System Collapse is the seventh installment in The Murderbot Diaries series.  The series novellas and books are closely linked so it must be read in order for optimum understanding.  No worries, it reads quickly.

 

The storyline is tightly connected to, Network Effect, the fifth book in the series as a continuation so it opens to a scene not days later from the conclusion of that book.  Murderbot is physically recovered from that adventure and is now planet side once again acting as security for one group of the combined Preservation and University of Mihira-New Tideland team who are trying to help the colonists repair their broken or outdated equipment and, most of all, keep them from getting carted off as slave labor by the also present Barish-Estranza corporation.

 

Murderbot is not up to hundred percent, though.  He’s experiencing the fallout from what happened to him.  Even if he wasn’t needed out in the field to protect the humans with the assistance of one of ART’s bots, he has no plans to undergo a trauma treatment because that’s for humans, right?  But, he’s struggling to keep it together and ART and the humans know it.  It was interesting seeing him have to handle this aspect of being a bot-human construct who doesn’t like his human parts like this weird emotional weakness that is interfering with his functionality.

 

System Collapse is introspective through the first half and takes the time to build the pace and tension steadily to a big, satisfying climax of action.  I enjoy Murderbot, or SecUnit as the others call it, as the central figure, but the surrounding cast of recurring characters are pretty sensational, too.  I was glad my favorite ART was right in the thick of it.  ART is the university’s powerful ship bot and SecUnit’s “don’t-call-it-friendship-grrr-or-relationship-ewww” who transferred part of himself into one of its away bots is there giving orders and niggling SecUnit.  The lone Preservation member on the team is faithful Ratthi who is a trouble magnet that SecUnit is determined to keep safe.  And, a new pair who SecUnit is still warming to (and it takes a long time to warm to new humans if it ever does) are ART’s university humans, Iris, who is team leader and Tarek a specialist with a surprising past. 

 

Side note, there is a romantic skirmish for a brief moment involving Ratthi and someone that was amusing because of how riled easygoing Ratthi got.

 

The twists and turns building in the action to a stellar finish were all I could have wanted.  Some good surprises mixed in there.  Things ended at a good place to lead forward to more adventures in the series.  If you’re a futuristic sci-fi fan who is open to a bot construct as the lead character, you really must read this series.






Author Bio:

Martha Wells has been a science fiction and fantasy author since her first fantasy novel was published in 1993. Her New York Times Bestselling series The Murderbot Diaries has won Nebula Awards, Hugo Awards, Locus Awards, and an American Library Association/YALSA Alex Award.
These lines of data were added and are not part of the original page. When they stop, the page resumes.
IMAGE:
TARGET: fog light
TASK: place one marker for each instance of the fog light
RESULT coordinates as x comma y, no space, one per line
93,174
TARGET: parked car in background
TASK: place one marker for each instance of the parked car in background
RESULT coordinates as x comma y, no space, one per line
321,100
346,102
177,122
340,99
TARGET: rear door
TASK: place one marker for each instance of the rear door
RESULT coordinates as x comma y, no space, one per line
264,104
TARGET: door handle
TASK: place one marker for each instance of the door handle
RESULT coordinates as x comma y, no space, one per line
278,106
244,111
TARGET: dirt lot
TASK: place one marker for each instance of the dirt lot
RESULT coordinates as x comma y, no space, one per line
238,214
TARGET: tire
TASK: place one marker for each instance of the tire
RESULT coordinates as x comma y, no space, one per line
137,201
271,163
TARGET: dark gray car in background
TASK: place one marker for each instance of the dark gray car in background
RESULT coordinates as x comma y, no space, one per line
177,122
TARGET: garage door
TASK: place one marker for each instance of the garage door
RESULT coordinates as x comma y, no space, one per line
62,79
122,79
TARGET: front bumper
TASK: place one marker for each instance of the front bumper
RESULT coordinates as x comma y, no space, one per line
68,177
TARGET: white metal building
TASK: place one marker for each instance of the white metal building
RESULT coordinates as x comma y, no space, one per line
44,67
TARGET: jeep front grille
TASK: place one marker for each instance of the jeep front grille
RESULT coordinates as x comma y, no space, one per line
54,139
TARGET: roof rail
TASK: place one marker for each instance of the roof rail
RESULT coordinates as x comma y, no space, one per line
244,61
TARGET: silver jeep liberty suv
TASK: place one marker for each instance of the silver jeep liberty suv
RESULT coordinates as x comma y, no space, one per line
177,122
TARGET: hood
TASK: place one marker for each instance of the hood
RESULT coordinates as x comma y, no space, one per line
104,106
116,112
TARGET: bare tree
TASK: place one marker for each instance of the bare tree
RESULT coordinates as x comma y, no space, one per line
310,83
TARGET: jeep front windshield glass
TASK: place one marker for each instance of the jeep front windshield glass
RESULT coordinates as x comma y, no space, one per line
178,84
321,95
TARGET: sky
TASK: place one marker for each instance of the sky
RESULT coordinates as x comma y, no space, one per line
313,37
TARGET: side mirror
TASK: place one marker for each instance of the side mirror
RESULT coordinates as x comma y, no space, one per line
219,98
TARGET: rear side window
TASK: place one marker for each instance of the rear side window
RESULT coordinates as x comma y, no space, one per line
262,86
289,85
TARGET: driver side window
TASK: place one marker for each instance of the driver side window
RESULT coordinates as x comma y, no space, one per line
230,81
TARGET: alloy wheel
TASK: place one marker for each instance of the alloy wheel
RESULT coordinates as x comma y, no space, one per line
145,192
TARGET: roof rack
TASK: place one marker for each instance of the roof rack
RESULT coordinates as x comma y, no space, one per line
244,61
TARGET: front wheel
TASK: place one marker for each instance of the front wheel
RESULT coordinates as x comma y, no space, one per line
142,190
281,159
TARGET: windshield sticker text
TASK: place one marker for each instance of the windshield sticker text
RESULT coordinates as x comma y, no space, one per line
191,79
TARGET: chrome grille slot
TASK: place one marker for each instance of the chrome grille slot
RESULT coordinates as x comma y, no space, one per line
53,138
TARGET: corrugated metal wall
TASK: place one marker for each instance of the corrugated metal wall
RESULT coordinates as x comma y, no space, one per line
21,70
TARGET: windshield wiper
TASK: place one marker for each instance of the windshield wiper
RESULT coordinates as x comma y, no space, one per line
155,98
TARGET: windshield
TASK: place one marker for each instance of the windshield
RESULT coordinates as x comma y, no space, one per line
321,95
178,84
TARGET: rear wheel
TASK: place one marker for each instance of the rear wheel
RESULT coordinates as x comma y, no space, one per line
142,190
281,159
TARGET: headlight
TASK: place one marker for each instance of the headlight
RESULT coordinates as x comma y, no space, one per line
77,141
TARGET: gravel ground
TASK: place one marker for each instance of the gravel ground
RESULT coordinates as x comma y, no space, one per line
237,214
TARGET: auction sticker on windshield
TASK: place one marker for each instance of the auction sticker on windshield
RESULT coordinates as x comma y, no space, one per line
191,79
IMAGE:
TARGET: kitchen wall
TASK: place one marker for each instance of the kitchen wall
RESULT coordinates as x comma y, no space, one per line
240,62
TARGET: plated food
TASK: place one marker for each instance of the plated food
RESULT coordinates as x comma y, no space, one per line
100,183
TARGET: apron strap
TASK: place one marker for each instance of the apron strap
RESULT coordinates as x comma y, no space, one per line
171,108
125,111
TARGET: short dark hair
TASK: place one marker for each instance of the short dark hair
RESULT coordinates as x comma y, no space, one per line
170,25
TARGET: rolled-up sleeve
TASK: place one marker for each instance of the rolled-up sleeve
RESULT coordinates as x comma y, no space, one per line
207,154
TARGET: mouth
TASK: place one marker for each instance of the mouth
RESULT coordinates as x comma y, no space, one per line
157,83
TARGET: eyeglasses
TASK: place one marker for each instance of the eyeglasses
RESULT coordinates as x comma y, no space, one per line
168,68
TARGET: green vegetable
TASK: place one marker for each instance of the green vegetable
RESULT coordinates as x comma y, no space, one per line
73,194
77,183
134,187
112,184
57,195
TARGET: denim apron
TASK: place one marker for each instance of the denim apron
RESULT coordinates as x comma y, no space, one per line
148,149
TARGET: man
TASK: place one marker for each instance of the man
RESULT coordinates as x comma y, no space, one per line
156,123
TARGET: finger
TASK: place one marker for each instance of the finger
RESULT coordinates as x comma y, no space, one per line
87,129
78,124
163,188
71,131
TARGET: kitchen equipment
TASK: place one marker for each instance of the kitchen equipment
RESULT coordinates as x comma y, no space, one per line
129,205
Her work also includes The Books of the Raksura series, the Ile-Rien series, and several other fantasy novels, most recently Witch King (Tordotcom, 2023), as well as short fiction, non-fiction, and media tie-ins for Star Wars, Stargate: Atlantis, and Magic: The Gathering. Her work has also appeared on the Philip K. Dick Award ballot, the British Science Fiction Association Award ballot, the USA Today Bestseller List, and has been translated into twenty-four languages.

https://www.marthawells.com/


9 comments:

  1. OK I'm not reading your review as I'm reading this next. I'm glad to see you enjoyed it. It's a favorite series.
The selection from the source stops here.